The serialized language knowledge base provided by CLKB includes a variety knowledge such as words, phrases, sentences, discourses and lexical, syntactical and even semantic knowledge, which can be used in both general and specialized domains in multiple languages including Chinese. CLKB is the largest and most widely acknowledged Chinese language knowledge resource.

CLKB not only has a profound effect in academia and but also have produced substantial social and economic effects. Its manual and proposed standards have been widely cited and two excellent doctorate theses focused on CLKB. Both of the two projects that won the first prize of Qian weichang Chinese information processing science and technology award (top award in the field of Chinese information processing) in 2010 states that all the linguistic knowledge in their systems is from CLKB. CLKB has more than 10,000 free users and its contract users since 1996 spread all over the world, including Apple, Google, IBM, Intel, Microsoft and Huawei. CLKB also contributes to processing of minority languages in China, gesture language translation and international communication of Chinese. The lifecycle of CKLB is incredibly long in IT field.
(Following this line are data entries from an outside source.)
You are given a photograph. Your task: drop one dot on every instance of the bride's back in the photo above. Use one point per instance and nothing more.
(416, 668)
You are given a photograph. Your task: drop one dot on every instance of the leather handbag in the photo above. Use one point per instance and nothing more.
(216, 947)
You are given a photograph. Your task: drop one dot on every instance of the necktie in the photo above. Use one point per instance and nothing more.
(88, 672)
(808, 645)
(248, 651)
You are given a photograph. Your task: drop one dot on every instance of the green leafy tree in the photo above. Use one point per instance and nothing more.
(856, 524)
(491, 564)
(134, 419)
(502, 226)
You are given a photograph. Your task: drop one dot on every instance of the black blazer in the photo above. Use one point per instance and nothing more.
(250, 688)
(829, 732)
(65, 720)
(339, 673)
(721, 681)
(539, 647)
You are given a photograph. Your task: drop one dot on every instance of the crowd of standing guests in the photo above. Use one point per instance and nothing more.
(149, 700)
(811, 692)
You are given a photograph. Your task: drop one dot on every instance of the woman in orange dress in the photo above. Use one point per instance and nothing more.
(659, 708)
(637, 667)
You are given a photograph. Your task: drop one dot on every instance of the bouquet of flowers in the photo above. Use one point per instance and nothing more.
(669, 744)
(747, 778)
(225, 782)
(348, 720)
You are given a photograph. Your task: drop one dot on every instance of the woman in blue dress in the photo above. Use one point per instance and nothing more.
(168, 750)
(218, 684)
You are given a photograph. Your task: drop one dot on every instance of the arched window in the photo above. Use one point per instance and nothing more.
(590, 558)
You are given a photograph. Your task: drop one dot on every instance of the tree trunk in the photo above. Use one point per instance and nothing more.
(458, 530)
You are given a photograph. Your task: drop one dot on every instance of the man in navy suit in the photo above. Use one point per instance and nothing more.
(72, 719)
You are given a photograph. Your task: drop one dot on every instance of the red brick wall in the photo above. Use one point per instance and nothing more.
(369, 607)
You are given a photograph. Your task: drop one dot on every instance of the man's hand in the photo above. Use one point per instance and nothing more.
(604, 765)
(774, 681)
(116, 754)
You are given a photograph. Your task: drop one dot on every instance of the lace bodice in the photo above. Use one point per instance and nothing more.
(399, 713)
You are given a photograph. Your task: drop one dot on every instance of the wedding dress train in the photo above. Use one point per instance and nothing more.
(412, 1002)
The grammatical knowledge base of contemporary Chinese, which serves as the core part of CKLB, won the second prize of the ministry of education's technology progress award in 1998. Prof. Shiwen Yu, the first inventor of CLKB, won the first Lifetime Achievement Award by Chinese information processing society in the 30th anniversary of Chinese information processing society in 2011. In addition, CLKB and its inventors won many other awards. After winning the national scientific and technological progress award in 2011, CLKB was awarded the special contribution prize of combination of production, education and scientific research by Peking University in 2013.

Language knowledge resources in CLKB, which are based on the grammatical knowledge base of contemporary Chinese, have started negotiating transfer since 1996. By 2017, the transfer has never stopped. It is uncommon that a research achievement has such a long life in IT field.